Fughe d’amore
Vite di migranti in una moderna piantagione e amor fou, morbosi triangoli sentimentali e spietati cartelli della droga, un Messico costantemente messo a soqquadro dalla criminalità organizzata e il Canada “terra promessa” dalle tante, troppe ombre. Ne ha messa di carne al fuoco Ivan Grbovic, cognome dalla chiara origine slava corrispondente in realtà a un astro nascente del cinema canadese. E vedendo questo nuovo, ambizioso lavoro cinematografico (suo lungometraggio d’esordio era stato, nel 2011, il premiatissimo Romeo Eleven), potrebbe non essere così azzardato paragonarne lo stile e certi paradigmi narrativi a quelli che caratterizzano il cinema di Denis Villeneuve, specie le prime opere…
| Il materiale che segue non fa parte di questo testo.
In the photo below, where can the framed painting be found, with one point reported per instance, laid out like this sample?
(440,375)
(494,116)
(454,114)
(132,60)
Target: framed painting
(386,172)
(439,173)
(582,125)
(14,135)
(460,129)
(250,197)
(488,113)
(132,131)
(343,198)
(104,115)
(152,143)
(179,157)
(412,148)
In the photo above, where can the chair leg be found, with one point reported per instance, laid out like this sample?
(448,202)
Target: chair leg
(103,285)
Analogo il senso di spaesamento dato dal modo di filmare gli spazi esterni, altrettanto forte lo straniamento implicito in determinate scelte stilistiche e musicali, simile anche l’appeal di certi incastri narrativi. Ad ogni modo, dopo esserci stato segnalato quale candidato agli Oscar per il Canada nel 2022 e aver precedentemente ricevuto il Premio Black Panther per il miglior film al Noir In Festival 2021, Les oiseaux ivres (Drunken Birds, in inglese) è approdato con successo alle GIORNATE DEL CINEMA QUEBECCHESE IN ITALIA 2022 – Memoria affettiva (19ma edizione), dove hanno avuto modo di farsi apprezzare sia la brillantezza drammaturgica dell’opera che l’originalità delle singole ambientazioni. Pur con qualche accenno di manierismo che può, a volte, circoscriverne l’efficacia.
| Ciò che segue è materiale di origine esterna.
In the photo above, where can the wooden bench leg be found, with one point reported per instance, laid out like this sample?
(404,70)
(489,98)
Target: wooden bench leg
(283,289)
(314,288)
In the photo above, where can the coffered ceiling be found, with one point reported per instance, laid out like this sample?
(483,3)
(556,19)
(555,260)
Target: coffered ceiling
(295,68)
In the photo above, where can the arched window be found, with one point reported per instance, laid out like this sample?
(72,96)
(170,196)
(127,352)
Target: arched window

Road movie esistenziale dal passo anomalo, eccentrico, il film di Ivan Grbovic descrive rapsodicamente l’avventuroso viaggio compiuto da Willy nel segno di un amore tormentato e difficile, che ha nome Marlena. La sua ossessione amorosa lo ha infatti portato dal Messico dei narcotrafficanti a un Canada solo in apparenza più accogliente, amichevole, ma invero assai perbenista, bigotto e morboso; laddove lo stesso lavoro come bracciante presso la fattoria Bécotte, dalle parti di Montréal, pur essendo iniziato sotto i migliori auspici e con garanzie di ”inclusività” e trasparenza nel rapporto coi datori di lavoro apparentemente inscalfibili, rischierà col tempo e a causa di un meschino fraintendimento di trasformarsi in tragedia.
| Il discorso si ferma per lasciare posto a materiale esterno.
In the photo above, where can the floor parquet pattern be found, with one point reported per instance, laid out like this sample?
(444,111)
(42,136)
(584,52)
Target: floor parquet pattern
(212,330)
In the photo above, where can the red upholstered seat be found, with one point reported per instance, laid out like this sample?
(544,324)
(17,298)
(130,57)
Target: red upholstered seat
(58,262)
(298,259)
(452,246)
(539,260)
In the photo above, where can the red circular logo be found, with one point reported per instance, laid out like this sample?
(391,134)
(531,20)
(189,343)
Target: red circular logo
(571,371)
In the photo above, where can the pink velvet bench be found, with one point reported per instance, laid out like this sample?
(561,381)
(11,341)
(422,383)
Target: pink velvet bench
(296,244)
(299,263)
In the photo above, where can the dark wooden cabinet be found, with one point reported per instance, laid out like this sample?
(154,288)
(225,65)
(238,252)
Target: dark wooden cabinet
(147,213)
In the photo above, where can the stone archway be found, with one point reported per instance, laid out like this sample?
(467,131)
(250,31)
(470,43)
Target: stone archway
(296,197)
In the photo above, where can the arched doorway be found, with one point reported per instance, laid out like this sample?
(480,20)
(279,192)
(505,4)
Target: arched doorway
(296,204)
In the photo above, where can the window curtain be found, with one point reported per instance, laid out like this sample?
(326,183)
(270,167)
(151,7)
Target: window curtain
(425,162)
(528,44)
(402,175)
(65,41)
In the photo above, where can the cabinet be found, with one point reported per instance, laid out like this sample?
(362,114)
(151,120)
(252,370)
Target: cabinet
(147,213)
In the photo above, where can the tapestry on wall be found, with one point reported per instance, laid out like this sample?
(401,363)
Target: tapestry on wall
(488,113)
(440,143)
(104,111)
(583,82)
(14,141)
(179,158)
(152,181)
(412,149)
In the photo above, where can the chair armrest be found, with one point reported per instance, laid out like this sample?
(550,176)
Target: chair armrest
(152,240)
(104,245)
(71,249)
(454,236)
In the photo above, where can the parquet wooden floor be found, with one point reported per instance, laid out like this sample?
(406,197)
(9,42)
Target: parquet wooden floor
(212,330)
Mescolando abilmente i generi di riferimento, generando una suspense crescente e mettendo progressivamente a fuoco, attraverso il montaggio e certe felici intuizioni musicali, una poetica straniante di tutto il rispetto, Ivan Grbovic ha dimostrato in questo intrigante lungometraggio di saper raccontare storie ammiccanti, sinuose e allusive, seppur con qualche virtuosismo registico ancora un po’ fine a se stesso. Qualche peccatuccio veniale, insomma, che non limita più di tanto però l’impianto godibile e – almeno a tratti – profondo della narrazione.